Ne nous frappons pas/Projet d’attitude anti-amicale vis-à-vis de l’Angleterre

PROJET D’ATTITUDE ANTI-AMICALE VIS-À-VIS DE L’ANGLETERRE

Bien entendu, je laisse à mon honorable correspondant la responsabilité des expressions plutôt vivaciteuses qui émaillent son intéressante épître.

« Cher Monsieur,

» Vous qui êtes né dans un port de mer de l’Ouest, vous me comprendrez.

» Fils de Bretons, Breton moi-même, j’ai sucé, tout jeune, l’irréductible lait de l’anglophobie la plus résolue et longtemps avant de pouvoir balbutier papa et maman, je rugissais : Cochons d’anglais !

» Je dois ajouter que, depuis l’époque bénie de mon enfance, la perfide Albion n’a rien fait en vue de conquérir mes bonnes grâces.

» Au contraire.

» Ne rappelons pas la douloureuse histoire de Fachoda, ni d’autres plus récentes ; ne rappelons rien, mais rappelons-nous !

» Ah ! les Anglais !

» On pourrait tout au moins les embêter fortement, et, si on voulait, ce n’est pas les occasions qui nous manqueraient.

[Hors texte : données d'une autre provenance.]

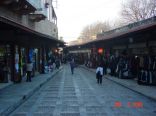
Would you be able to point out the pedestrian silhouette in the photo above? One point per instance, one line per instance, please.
(29, 70)
(99, 73)
(72, 65)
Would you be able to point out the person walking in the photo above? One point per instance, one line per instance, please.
(72, 65)
(29, 67)
(99, 73)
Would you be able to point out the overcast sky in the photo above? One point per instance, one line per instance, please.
(74, 15)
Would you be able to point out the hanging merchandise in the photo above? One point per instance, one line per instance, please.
(17, 62)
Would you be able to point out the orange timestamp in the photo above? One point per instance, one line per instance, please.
(137, 104)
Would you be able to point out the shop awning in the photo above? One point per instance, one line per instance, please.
(10, 26)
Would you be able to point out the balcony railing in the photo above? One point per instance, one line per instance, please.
(127, 27)
(22, 7)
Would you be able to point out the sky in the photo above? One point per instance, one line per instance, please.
(74, 15)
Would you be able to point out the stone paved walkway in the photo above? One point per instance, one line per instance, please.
(80, 95)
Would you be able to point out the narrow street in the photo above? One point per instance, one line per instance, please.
(80, 95)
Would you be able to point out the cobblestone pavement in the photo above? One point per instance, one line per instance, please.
(80, 95)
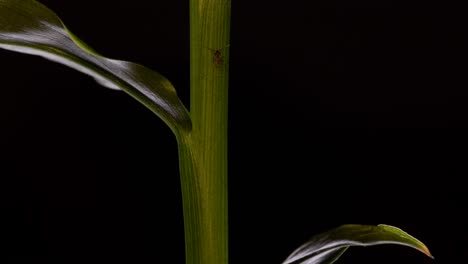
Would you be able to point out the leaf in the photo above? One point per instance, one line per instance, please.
(29, 27)
(327, 247)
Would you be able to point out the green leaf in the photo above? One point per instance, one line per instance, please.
(327, 247)
(27, 26)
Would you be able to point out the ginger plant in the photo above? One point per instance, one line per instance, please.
(29, 27)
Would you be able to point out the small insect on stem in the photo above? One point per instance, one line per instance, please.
(218, 59)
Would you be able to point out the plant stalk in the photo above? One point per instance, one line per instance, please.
(203, 151)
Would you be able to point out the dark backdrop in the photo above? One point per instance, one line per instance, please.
(340, 113)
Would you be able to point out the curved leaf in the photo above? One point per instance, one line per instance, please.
(27, 26)
(327, 247)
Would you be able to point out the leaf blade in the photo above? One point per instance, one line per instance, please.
(29, 27)
(329, 246)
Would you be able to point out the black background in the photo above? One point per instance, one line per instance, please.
(340, 112)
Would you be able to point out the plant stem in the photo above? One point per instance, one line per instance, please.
(203, 152)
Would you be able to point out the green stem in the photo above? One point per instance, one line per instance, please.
(203, 151)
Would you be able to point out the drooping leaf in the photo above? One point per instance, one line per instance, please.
(327, 247)
(27, 26)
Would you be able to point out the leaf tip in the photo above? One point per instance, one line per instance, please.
(417, 244)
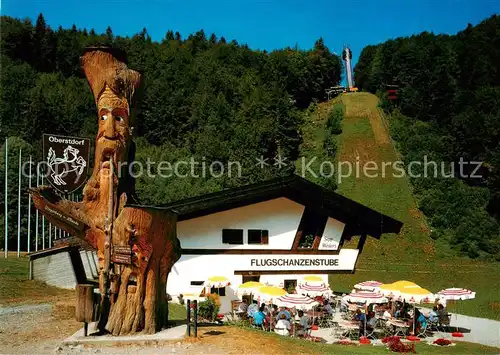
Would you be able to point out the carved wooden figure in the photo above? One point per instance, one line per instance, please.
(136, 246)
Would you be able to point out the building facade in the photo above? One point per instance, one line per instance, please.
(274, 232)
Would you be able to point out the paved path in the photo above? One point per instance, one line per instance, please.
(482, 331)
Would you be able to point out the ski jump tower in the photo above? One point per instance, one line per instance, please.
(347, 56)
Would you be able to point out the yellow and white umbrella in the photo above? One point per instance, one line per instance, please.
(394, 289)
(248, 288)
(312, 280)
(296, 301)
(217, 281)
(416, 295)
(268, 294)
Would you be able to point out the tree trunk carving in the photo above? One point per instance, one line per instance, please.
(134, 292)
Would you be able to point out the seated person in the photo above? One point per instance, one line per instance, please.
(432, 316)
(303, 321)
(328, 308)
(387, 312)
(265, 308)
(372, 321)
(420, 321)
(443, 315)
(259, 317)
(243, 307)
(344, 305)
(254, 307)
(283, 326)
(361, 318)
(284, 311)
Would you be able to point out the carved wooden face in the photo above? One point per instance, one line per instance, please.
(114, 132)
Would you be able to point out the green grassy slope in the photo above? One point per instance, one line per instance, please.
(411, 255)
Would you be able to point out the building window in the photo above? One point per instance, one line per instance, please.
(247, 278)
(221, 291)
(258, 236)
(290, 286)
(232, 236)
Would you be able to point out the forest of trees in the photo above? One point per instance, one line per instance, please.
(205, 98)
(448, 109)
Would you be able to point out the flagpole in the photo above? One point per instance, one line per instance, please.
(43, 223)
(36, 212)
(6, 204)
(19, 208)
(29, 211)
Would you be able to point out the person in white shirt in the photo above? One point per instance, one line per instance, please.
(283, 326)
(344, 305)
(328, 308)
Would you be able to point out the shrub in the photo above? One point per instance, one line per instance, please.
(395, 345)
(442, 342)
(334, 121)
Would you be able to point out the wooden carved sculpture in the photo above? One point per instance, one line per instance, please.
(136, 246)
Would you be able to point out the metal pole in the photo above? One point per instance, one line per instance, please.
(29, 211)
(36, 212)
(188, 316)
(6, 204)
(195, 316)
(19, 207)
(109, 228)
(43, 224)
(50, 234)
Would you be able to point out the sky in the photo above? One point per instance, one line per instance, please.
(264, 24)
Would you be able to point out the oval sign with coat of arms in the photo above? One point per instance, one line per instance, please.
(66, 161)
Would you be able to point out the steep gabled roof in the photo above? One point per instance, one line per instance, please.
(357, 217)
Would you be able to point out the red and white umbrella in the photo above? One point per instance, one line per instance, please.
(368, 285)
(313, 290)
(366, 297)
(296, 301)
(456, 294)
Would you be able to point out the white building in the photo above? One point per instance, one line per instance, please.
(252, 233)
(258, 233)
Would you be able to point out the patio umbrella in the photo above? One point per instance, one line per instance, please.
(395, 288)
(366, 297)
(268, 293)
(248, 288)
(296, 301)
(368, 285)
(456, 294)
(313, 290)
(416, 294)
(312, 280)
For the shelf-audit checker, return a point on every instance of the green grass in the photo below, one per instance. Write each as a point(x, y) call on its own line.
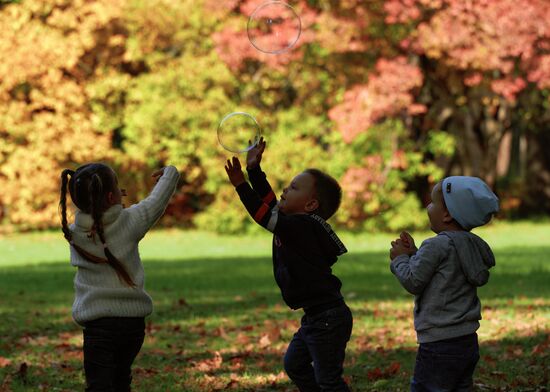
point(219, 320)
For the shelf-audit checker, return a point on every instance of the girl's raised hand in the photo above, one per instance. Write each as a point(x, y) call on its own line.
point(234, 172)
point(158, 174)
point(408, 241)
point(254, 156)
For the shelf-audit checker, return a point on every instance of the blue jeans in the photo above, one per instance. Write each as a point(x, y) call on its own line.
point(446, 365)
point(110, 347)
point(315, 357)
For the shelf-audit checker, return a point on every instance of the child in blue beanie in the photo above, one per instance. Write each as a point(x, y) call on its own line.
point(444, 275)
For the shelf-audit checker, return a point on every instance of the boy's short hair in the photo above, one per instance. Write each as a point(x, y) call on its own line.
point(328, 193)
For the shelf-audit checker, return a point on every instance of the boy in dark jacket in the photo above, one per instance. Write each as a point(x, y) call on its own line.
point(444, 275)
point(304, 249)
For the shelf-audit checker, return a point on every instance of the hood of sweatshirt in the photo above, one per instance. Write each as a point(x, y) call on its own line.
point(331, 245)
point(475, 255)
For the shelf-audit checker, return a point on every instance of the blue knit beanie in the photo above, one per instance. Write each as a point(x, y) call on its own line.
point(469, 200)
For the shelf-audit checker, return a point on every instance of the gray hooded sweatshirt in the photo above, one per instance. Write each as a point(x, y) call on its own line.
point(444, 275)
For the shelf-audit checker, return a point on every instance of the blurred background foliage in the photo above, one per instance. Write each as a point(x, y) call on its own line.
point(387, 96)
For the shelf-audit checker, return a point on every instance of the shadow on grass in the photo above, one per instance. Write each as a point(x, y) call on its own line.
point(233, 286)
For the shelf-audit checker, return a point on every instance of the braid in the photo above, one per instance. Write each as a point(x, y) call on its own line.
point(96, 204)
point(64, 225)
point(63, 203)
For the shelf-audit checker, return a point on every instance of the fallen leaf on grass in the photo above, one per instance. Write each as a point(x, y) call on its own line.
point(210, 364)
point(377, 373)
point(4, 362)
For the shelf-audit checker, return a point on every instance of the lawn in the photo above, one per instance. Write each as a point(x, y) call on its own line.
point(220, 323)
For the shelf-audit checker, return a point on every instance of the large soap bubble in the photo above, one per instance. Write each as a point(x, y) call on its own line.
point(238, 132)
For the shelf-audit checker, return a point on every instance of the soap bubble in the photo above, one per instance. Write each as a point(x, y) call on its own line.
point(238, 132)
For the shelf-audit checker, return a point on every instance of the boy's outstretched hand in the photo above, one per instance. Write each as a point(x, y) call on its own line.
point(254, 156)
point(404, 245)
point(234, 172)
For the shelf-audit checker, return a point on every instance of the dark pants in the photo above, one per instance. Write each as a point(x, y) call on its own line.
point(315, 357)
point(446, 365)
point(110, 346)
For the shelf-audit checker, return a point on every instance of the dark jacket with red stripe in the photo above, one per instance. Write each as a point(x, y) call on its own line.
point(304, 246)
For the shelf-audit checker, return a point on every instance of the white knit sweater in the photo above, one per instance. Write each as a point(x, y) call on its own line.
point(98, 290)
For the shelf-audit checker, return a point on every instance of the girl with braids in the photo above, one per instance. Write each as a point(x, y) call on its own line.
point(110, 300)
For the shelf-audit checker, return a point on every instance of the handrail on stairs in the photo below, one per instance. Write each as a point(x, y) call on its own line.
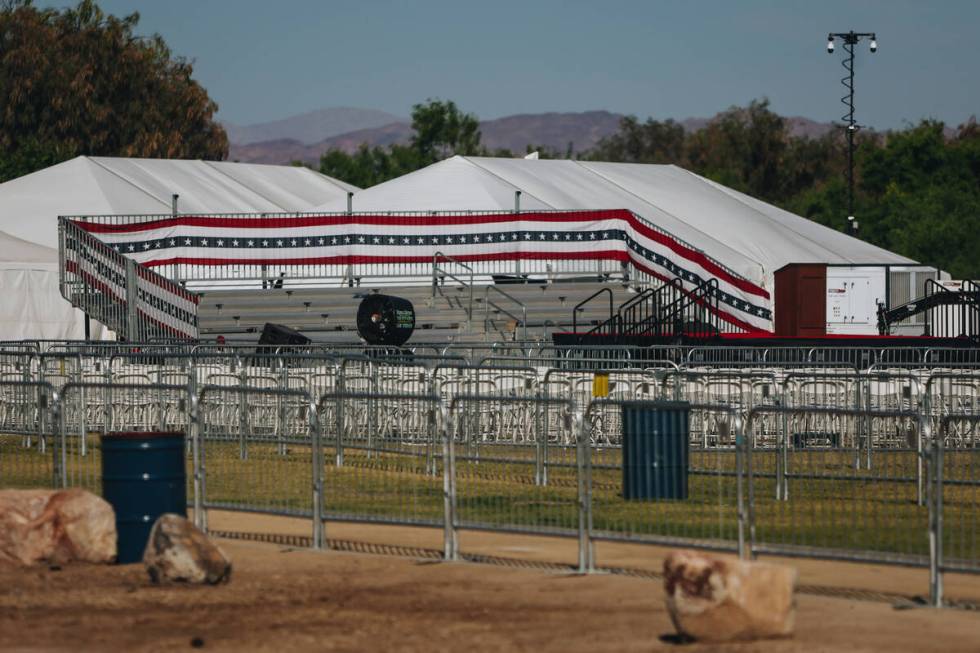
point(439, 273)
point(487, 304)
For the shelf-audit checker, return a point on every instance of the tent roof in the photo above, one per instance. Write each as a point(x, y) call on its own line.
point(30, 205)
point(750, 236)
point(16, 253)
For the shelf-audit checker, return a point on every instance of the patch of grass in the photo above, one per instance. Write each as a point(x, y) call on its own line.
point(832, 503)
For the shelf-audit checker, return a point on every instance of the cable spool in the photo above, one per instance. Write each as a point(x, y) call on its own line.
point(385, 320)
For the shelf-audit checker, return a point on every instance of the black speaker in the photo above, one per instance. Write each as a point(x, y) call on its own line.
point(385, 320)
point(277, 334)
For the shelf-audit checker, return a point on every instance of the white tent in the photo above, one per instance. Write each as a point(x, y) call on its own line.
point(32, 306)
point(749, 236)
point(30, 205)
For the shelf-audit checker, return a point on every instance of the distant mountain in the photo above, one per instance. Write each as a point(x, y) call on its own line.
point(312, 127)
point(556, 131)
point(552, 130)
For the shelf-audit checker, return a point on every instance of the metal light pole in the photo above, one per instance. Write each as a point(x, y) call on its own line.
point(850, 39)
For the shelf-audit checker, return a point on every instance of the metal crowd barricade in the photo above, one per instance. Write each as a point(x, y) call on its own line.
point(834, 509)
point(498, 490)
point(79, 451)
point(244, 467)
point(836, 463)
point(955, 490)
point(393, 477)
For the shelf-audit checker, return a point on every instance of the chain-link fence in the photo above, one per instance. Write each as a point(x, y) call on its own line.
point(879, 466)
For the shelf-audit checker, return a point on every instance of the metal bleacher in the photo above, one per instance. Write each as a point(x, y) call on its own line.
point(481, 313)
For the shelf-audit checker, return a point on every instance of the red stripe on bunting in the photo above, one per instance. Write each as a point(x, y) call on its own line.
point(243, 222)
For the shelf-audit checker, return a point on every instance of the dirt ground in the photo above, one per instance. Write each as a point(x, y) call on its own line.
point(282, 598)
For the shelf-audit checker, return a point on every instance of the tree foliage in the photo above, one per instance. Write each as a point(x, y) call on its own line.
point(440, 130)
point(79, 81)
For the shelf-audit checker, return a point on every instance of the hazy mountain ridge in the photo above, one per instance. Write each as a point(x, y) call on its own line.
point(310, 127)
point(556, 131)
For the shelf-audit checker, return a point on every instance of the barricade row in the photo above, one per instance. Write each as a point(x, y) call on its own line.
point(814, 466)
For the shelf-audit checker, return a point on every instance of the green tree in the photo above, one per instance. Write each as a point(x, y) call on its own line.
point(442, 130)
point(78, 81)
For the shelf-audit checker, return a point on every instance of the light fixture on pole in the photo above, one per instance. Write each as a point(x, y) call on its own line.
point(850, 39)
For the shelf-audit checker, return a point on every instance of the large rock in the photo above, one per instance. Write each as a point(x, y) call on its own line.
point(178, 551)
point(719, 599)
point(56, 526)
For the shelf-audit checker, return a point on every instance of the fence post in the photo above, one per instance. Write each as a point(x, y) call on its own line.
point(60, 446)
point(743, 473)
point(193, 422)
point(936, 519)
point(132, 296)
point(586, 550)
point(319, 536)
point(450, 536)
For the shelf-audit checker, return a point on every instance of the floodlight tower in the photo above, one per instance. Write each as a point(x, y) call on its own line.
point(850, 39)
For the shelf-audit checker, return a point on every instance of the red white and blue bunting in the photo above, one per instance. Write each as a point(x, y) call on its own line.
point(360, 239)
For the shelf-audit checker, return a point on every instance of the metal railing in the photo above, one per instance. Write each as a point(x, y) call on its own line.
point(831, 463)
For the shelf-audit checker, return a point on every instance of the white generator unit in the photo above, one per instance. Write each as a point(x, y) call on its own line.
point(815, 299)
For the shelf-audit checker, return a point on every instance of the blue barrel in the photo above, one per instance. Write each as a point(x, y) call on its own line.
point(143, 477)
point(656, 441)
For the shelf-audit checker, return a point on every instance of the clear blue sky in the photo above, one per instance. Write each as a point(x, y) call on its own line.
point(268, 59)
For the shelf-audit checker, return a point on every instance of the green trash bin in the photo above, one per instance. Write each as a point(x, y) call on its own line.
point(656, 443)
point(143, 477)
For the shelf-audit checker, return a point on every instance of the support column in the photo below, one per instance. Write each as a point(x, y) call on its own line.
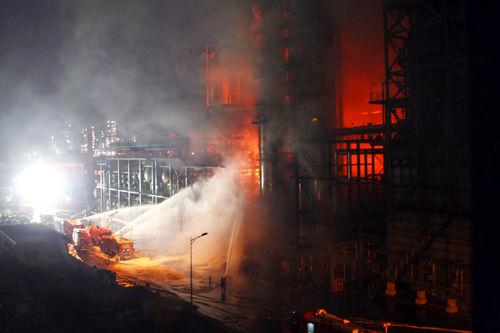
point(421, 299)
point(390, 290)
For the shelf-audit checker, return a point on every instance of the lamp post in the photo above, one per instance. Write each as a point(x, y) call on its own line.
point(191, 260)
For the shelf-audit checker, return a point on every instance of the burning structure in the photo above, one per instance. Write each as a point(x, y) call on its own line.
point(387, 204)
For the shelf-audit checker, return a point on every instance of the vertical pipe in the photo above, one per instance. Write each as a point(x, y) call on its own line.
point(128, 182)
point(139, 175)
point(118, 183)
point(110, 170)
point(191, 266)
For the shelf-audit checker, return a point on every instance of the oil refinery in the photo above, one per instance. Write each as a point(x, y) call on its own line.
point(247, 166)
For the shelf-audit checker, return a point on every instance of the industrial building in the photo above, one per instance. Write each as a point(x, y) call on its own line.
point(385, 206)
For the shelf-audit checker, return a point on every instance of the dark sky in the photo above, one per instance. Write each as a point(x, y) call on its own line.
point(83, 62)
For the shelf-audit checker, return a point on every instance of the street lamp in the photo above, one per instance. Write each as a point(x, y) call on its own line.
point(191, 260)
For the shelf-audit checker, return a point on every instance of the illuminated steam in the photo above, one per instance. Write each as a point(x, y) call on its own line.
point(211, 205)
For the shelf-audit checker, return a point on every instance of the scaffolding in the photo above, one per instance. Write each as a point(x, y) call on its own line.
point(125, 182)
point(426, 158)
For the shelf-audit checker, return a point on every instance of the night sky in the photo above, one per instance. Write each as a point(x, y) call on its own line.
point(84, 62)
point(139, 62)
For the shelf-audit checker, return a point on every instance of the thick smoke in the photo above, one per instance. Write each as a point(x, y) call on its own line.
point(163, 231)
point(84, 62)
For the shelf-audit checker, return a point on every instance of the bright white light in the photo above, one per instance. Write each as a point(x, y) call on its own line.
point(40, 185)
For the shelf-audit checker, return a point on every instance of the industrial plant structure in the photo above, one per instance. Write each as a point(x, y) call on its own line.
point(385, 205)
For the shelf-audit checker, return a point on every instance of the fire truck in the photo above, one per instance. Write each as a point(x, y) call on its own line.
point(97, 234)
point(69, 225)
point(81, 239)
point(115, 246)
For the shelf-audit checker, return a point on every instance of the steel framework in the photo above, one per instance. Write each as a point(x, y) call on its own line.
point(125, 182)
point(427, 146)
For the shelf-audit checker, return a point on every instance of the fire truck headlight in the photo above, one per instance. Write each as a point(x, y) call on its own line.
point(40, 185)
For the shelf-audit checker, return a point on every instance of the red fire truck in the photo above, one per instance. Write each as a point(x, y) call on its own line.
point(81, 239)
point(69, 225)
point(97, 233)
point(117, 246)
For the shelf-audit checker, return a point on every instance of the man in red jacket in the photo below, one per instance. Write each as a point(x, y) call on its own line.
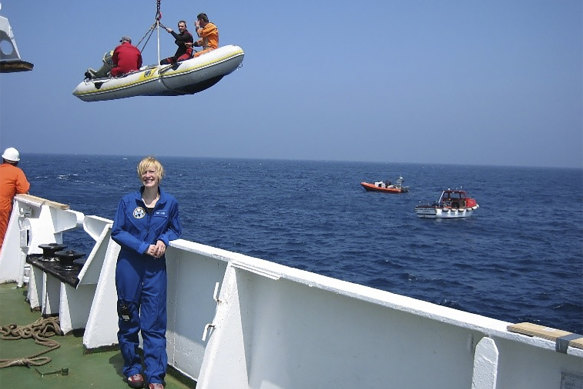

» Voici le Gulf-Stream, par exemple.

» Vous n’ignorez pas que le Gulf-Stream est ce courant d’eau chaude qui, provenant du golfe de Mexique, touche le littoral de notre Bretagne pour aller réchauffer les vieilles côtes de la vieille Angleterre (Old England, tailor for gentlemen).

» Qui nous empêcherait, après nous en être servis, de le refroidir, ce courant, de l’abaisser à une température voisine de la congélation ?

» (L’industrie du froid en est aujourd’hui arrivée à un point de perfection pratique telle que cette opération serait un jeu d’enfant pour nos ingénieurs.)

» Et voyez la tête des Angliches s’apercevant un beau matin qu’au lieu du tiède et béni Gulf-Stream, c’est un courant d’eau frappée qui leur arrive.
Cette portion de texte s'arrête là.